Following on from Chapters 8 and 9 of Sargent & Stachurski (2025), we work within an abstract setting that builds on the framework in Bertsekas (2022) and Sargent & Stachurski (2025). Four features distinguish our treatment from the standard textbook approach (e.g., Stokey & Lucas (1989)Puterman (2005)Hernández-Lerma & Lasserre (2012)).
First, at least for all high-level theory, we replace metric and contraction assumptions with order-theoretic ones. The policy operators of dynamic programming are almost universally order preserving, even when they fail to be contractions, and order theory turns out to provide the right foundation for a unified optimality theory.
Second, this shift lets us treat, within a single framework, a very wide range of problems drawn from economics, finance, operations research, and artificial intelligence: state-dependent, negative, and nonlinear discounting; recursive, risk-sensitive, and ambiguity-averse preferences; robust and adversarial control; sequential analysis and stochastic shortest paths; post-action value functions used in structural estimation; distributional dynamic programming; and linear-quadratic control on the cone of positive semidefinite matrices. Most of these problems fall outside the reach of standard theory.
Third, the framework specializes cleanly to the classical setting: standard Markov decision processes, optimal savings problems, natural resource problems, inventory control problems, discounted optimal stopping problems, and firm-valuation problems all reappear as concrete applications of a single abstract theory.
Fourth, the resulting proofs are predominantly algebraic, rather than geometric or topological. This makes the core theory accessible with minimal function-analytic background, simple to manipulate --- and a natural target for machine-assisted reasoning.

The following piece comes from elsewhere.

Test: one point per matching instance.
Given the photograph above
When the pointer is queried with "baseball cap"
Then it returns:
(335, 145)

Although the core theory component of the book rests on relatively elementary order-based arguments, mathematical prerequisites for the entire book are significantly higher than those for Volume 1. In order to progress through all the applications, readers will need at least familiarity with basic concepts from functional analysis, measure theory, and order theory. For convenience, we have provided an extensive appendix that reviews these topics.
While Volume 1 starts with specific models and gradually builds towards general theory -- an approach designed to help readers who are just starting to learn dynamic programming -- this volume takes more of a mathematician’s approach by first setting forth the general theory, then specializing to particular applications.

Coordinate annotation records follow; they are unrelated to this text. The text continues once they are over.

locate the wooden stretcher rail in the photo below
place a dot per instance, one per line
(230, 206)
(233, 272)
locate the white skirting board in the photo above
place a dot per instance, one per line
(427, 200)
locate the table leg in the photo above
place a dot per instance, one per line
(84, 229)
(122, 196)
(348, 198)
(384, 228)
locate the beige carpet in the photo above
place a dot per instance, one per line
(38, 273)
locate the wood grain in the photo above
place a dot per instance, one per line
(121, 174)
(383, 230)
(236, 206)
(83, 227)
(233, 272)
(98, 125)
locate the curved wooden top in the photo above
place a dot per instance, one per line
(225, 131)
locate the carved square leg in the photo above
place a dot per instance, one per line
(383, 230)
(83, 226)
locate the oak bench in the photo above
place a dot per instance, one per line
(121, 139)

Volume 1 especially has been deeply influenced by the elegant and insightful book Abstract Dynamic Programming by Dimitri Bertsekas (Bertsekas, 2022), now in its third edition. While our approach here has diverged somewhat from his framework, it remains true that this volume is also inspired by Bertsekas’s work.
This book has been a combined effort involving many people. We are indebted to Schmidt Futures for financial support, stemming from a grant organized by Jim Savage. Thanks are also due to our PhD students Matheus Villas Boas Alves, Shu Hu, Nisha Peng, Simon Mishricky, Longye Tian, and Humphrey Yang, all of whom contributed significantly to the final product. In addition, many other friends, former students, and colleagues helped with preparation, either by directly reading and commenting on the book or via research collaborations. These include Jingni Yang, Yuchao Li, Qingyin Ma, Akshay Shanker, Alexis Akira Toda, Junnan Zhang, and Sylvia Zhao. We are deeply grateful for all of their contributions, while retaining full responsibility for any errors that remain.

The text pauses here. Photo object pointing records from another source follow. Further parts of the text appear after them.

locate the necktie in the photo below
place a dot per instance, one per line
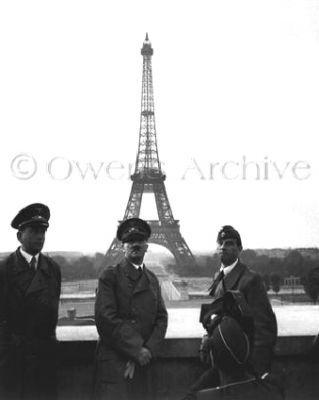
(33, 264)
(215, 283)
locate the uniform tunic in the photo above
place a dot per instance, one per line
(29, 303)
(130, 314)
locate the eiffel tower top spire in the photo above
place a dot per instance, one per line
(149, 178)
(147, 160)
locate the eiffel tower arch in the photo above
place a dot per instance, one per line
(148, 177)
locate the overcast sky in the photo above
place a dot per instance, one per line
(236, 88)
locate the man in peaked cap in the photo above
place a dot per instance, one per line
(30, 285)
(131, 320)
(234, 275)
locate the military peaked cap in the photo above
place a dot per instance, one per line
(133, 229)
(228, 232)
(34, 214)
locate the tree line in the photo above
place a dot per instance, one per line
(272, 269)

The second author would like to thank his wife and parents for their unflagging support, as well as the Institute of Economic Research at Kyoto University for hosting him during 2025, where substantial progress was made, and also the International University of Japan, the site of a final desperate push in the early months of 2026. He extends his profound appreciation and gratitude to his hosts Yoshi Nishiyama and Tadashi Sekiguchi at KIER, and to Yue Hua and Chien-Yu Huang at IUJ. A final thanks goes to the stoner rock bands Spaceslug, Elephant Tree, King Buffalo, and All Them Witches. Their songs provided the perfect backing tracks for constructing DP theory.
- Sargent, T. J., & Stachurski, J. (2025). Dynamic Programming: Finite States. Cambridge University Press.
- Bertsekas, D. P. (2022). Abstract dynamic programming (3rd ed.). Athena Scientific.
- Sargent, T. J., & Stachurski, J. (2025). Dynamic Programs on Partially Ordered Sets. SIAM Journal on Optimization and Control, in press.
- Stokey, N. L., & Lucas, R. E. (1989). Recursive methods in dynamic economics. Harvard University Press.
- Puterman, M. L. (2005). Markov decision processes: discrete stochastic dynamic programming. Wiley Interscience.
- Hernández-Lerma, O., & Lasserre, J. B. (2012). Discrete-time Markov control processes: basic optimality criteria (Vol. 30). Springer Science & Business Media.